Ahead of its opening next month, new luxury hotel The Chancery Rosewood has announced five new restaurants and bars opening in the billion-pound property.
Inside the Grade II-listed former U.S. Embassy at Grosvenor Square will be a total of seven restaurants. Perhaps the most high profile of these is Carbone, the American-Italian celebrity haunt where regulars are said to include Taylor Swift, the Obamas, Beckhams and Kardashians, and Rihanna. It will welcome guests from mid-September.
Carbone, which opened first in New York in 2013 and held a Michelin star until 2022, now has locations in Las Vegas, Miami, Hong Kong and Riyadh. It serves “red sauce Italian” — lots of pasta, steaks and chops, plenty of seafood.

Alongside it, the hotel’s co-headliner is Tobi Masa, from sushi master Masayoshi Takayama. Masa, who left his dining room in Harrods earlier this month, is best known for his New York restaurant Masa, where menus begin at $750-a-head. The three-Michelin-star restaurant, which turned 21 this year, is considered one of America’s most coveted bookings. As with New York, Masa will lead a Japanese operation, featuring an omakase counter, a main dining room and a separate bar. According to Hot Dinners, the menu will feature “a Mayfair interpretation” of the NYC menu, including the likes of Peking duck tacos and a toro (tuna belly) tartare. Masa is expected to be in-situ, preparing food himself, at least for the launch. Like Carbone, it will open a little later in September, on the 16th.
The hotel’s third act topping the bill had previously been slated to be a reinterpretation of Le Caprice, by Richard Caring.
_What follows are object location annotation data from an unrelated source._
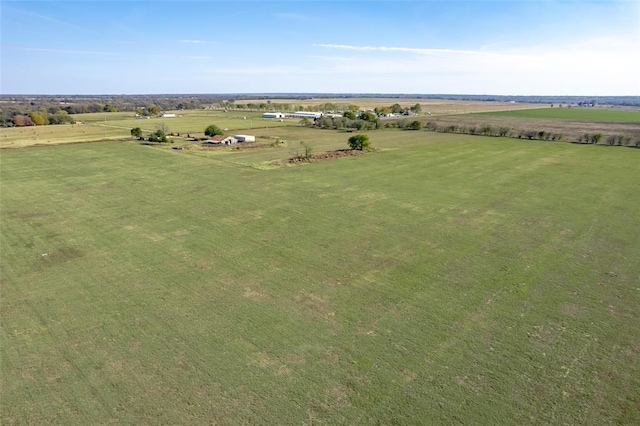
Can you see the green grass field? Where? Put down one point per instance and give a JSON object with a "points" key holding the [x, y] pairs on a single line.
{"points": [[587, 114], [117, 126], [444, 279]]}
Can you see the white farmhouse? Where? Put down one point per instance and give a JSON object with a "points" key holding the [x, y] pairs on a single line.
{"points": [[273, 115], [245, 138]]}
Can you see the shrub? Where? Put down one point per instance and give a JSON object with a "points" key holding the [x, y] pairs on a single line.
{"points": [[359, 142]]}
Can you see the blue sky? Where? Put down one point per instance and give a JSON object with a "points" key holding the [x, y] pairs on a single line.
{"points": [[539, 47]]}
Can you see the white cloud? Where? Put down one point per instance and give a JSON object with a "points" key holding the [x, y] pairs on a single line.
{"points": [[419, 51], [291, 16], [197, 42], [68, 51], [598, 66]]}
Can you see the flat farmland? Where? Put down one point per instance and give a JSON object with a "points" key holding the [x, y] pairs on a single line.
{"points": [[442, 279], [571, 123], [434, 106], [586, 114], [117, 126]]}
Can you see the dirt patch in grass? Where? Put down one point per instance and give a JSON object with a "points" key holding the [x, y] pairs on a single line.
{"points": [[325, 156]]}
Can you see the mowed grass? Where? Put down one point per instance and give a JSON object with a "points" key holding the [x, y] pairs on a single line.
{"points": [[586, 114], [118, 125], [443, 280]]}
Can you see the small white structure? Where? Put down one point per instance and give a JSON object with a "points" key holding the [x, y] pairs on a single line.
{"points": [[245, 138], [221, 140], [273, 115], [306, 114]]}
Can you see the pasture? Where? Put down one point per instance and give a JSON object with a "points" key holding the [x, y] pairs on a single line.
{"points": [[99, 127], [584, 114], [444, 279]]}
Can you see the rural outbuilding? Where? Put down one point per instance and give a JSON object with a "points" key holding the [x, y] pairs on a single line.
{"points": [[221, 140], [245, 138], [273, 115]]}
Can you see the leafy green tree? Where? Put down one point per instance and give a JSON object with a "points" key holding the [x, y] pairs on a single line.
{"points": [[349, 114], [367, 116], [397, 109], [213, 130], [39, 118], [359, 142], [20, 120], [414, 125], [158, 136]]}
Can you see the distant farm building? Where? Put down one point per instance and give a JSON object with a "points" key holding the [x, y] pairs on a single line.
{"points": [[305, 114], [245, 138], [273, 115], [221, 140]]}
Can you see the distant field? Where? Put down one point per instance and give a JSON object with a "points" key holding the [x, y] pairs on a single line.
{"points": [[443, 279], [434, 106], [118, 125], [587, 114]]}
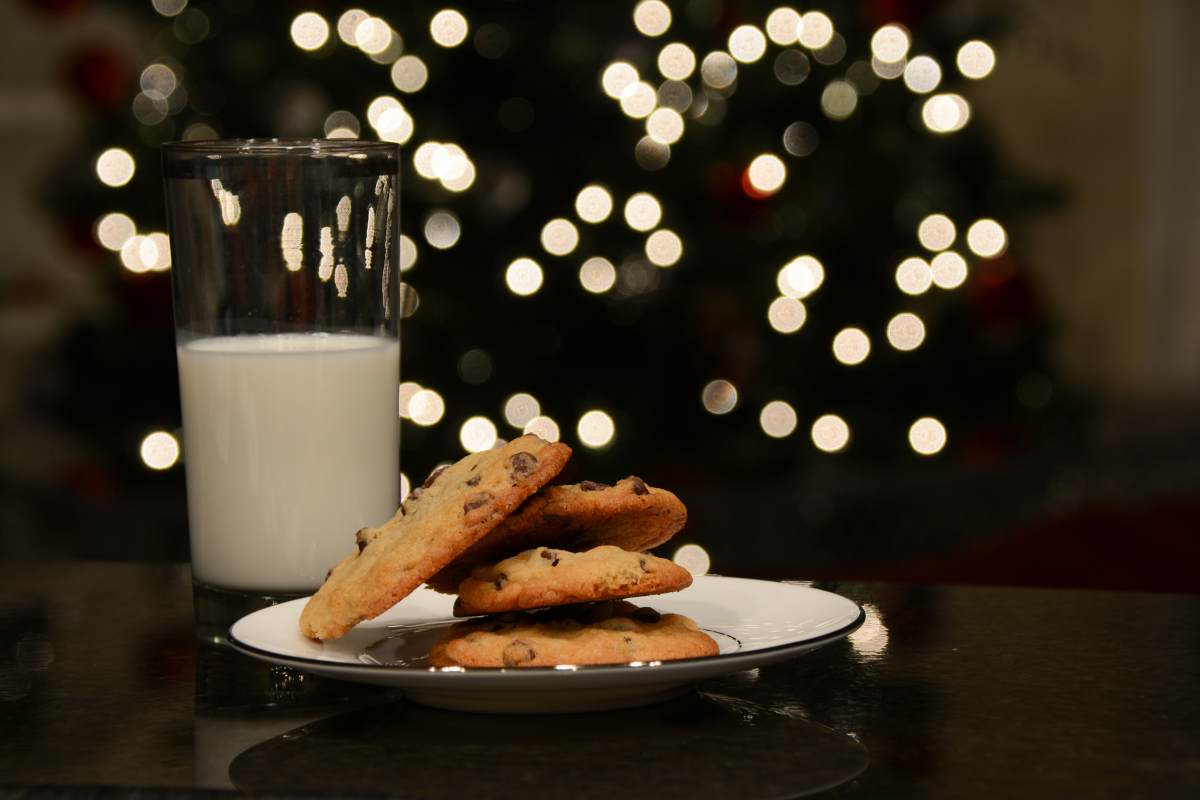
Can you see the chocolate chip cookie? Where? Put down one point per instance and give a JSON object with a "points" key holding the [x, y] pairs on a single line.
{"points": [[455, 507], [594, 633], [549, 577], [630, 515]]}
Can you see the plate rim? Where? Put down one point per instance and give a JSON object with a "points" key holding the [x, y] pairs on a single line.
{"points": [[444, 673]]}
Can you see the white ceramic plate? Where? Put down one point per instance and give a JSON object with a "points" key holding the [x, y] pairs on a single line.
{"points": [[755, 623]]}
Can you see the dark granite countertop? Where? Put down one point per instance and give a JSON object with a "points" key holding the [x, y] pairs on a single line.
{"points": [[946, 691]]}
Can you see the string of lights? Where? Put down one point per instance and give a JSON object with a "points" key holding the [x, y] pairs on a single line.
{"points": [[691, 91]]}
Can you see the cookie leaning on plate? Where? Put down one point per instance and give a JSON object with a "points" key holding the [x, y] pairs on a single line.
{"points": [[547, 577], [630, 515], [599, 633], [455, 507]]}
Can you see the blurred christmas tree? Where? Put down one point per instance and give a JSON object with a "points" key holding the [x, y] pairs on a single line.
{"points": [[727, 236]]}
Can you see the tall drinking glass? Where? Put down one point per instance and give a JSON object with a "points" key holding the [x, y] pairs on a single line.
{"points": [[285, 274]]}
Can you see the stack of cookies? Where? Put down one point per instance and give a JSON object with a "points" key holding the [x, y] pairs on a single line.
{"points": [[547, 566]]}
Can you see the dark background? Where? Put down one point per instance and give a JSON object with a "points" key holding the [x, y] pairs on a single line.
{"points": [[1066, 370]]}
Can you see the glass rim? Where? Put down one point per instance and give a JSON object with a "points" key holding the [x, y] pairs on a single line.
{"points": [[274, 146]]}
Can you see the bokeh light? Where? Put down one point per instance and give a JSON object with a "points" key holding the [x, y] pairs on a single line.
{"points": [[449, 162], [891, 43], [801, 277], [664, 125], [786, 314], [409, 73], [677, 61], [851, 346], [778, 419], [595, 428], [949, 270], [693, 558], [520, 409], [987, 238], [598, 275], [448, 28], [946, 113], [719, 396], [593, 203], [115, 167], [617, 77], [442, 229], [816, 30], [426, 407], [719, 70], [310, 31], [784, 25], [922, 74], [114, 229], [523, 277], [543, 426], [637, 100], [407, 253], [373, 36], [642, 211], [559, 236], [936, 232], [976, 60], [906, 331], [888, 71], [348, 25], [767, 173], [477, 434], [747, 43], [652, 17], [927, 435], [160, 450], [829, 433], [135, 251], [664, 247], [913, 276]]}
However, the Standard understands this is unlikely to go ahead. Instead, a new project is expected to be announced in the coming months.

Elsewhere, former Berenjak executive chef Alex Povall, whose experience also includes Angela Hartnett’s Murano, will helm the kitchen at Serra, pictured at the top of this page. A southern Mediterranean restaurant, it will draw mostly on Greece and Italy — where its name translates as “greenhouse” — and is promising a relaxed menu designed for sharing, including bits like crudo and flatbreads. It will open for breakfast, lunch and supper and appears to be the hotel’s equivalent of a “house” restaurant; an upscale, Mediterranean brasserie.
Joining it will be the Eagle Bar, a rooftop bar with a terrace boasting views over the capital. This terrace features giant sculpture of an eagle. Leading it — the bar, not the eagle — will be Liana Oster, formerly of the NoMad London. Besides the cocktails — expected to be first rate; Oster is a talent — will be plenty of vinyl, as is presently the trend. The bar will have its own terrace, open from 5pm “til late.” Hopes are high for this: Scarfe’s bar in the Chancery’s sister hotel in the capital, Rosewood London, remains one of London’s very best spots for a cocktail.

The hotel will also have its own delicatessen, called GSQ. Open from 8am-8pm, it will serve the usual bits like coffee and freshly baked pastries, later moving on to salads and sandwiches. It will have its own outside space in Grosvenor Square.
Finally, the Chancery Rosewood will have a tearoom and dessert salon, called Jacqueline, run by top pâtisserie chef Marius Dufay. On offer will be various pastries from his “Flower Collection” — press material says it “captures ‘the flavour of the scent,’ with pastries inspired by single blooms and created using perfumery techniques”, make of that what you will — and a three-course afternoon tea. It will open from 11am until 11pm.
Serra, the Eagle Bar, GSQ and Jacqueline will all open when the hotel does, on September 1.